Methodology v1.0 | VerityHelm

1. Data Sources

VerityHelm v1.0 queries the following public signal sources. Each source is documented with its access method, limitations, and reliability assessment.

Tier 1 Sources (API-accessible, high reliability)

Source	What It Provides	Access Method	Freshness
SEC/EDGAR	Public company filings: 10-K risk factors, 8-K cybersecurity incidents, auditor changes	REST API (JSON), free, 10 req/sec	Same-day
GitHub Security Advisories	Open-source vulnerability database with CVEs and severity scores	REST API, CC BY 4.0 licensed	Near-real-time
Certificate Transparency (crt.sh)	All TLS/SSL certificates issued for a domain — subdomain enumeration, infrastructure mapping	Web/JSON/PostgreSQL, free	Near-real-time
USPTO Trademarks	Trademark registration status, filing history, related entities	REST API with free API key, 60 req/min	Daily
PCAOB AuditorSearch	Registered audit firms, engagement history, inspection reports	Bulk CSV download (daily updates), free	Daily
Vendor Trust Pages	SOC 3 reports, ISO 27001 certificates, public compliance claims	Web scrape of vendor websites	Varies (annual cycle)

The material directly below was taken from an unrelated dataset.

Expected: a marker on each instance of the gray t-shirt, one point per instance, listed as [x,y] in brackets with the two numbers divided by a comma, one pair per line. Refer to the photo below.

Tier 2 Sources (requires subscription or careful access)

Source	What It Provides	Access Method	Freshness
NASBA CPAverify	CPA license verification across 55 U.S. jurisdictions	Web interface, individual lookups	Varies by state
AICPA Peer Review	Audit firm quality oversight enrollment and results	Web interface, individual lookups	1–3 year review cycles
HaveIBeenPwned	Domain breach exposure history	REST API, paid subscription for domain search	As breaches are verified
UKAS/ANAB Directories	ISO 27001 certifier accreditation status	Web search	As accreditations change
Court Records (PACER/RECAP)	Federal litigation history	PACER (paid, $0.10/page) and RECAP (free archive)	Same-day (PACER)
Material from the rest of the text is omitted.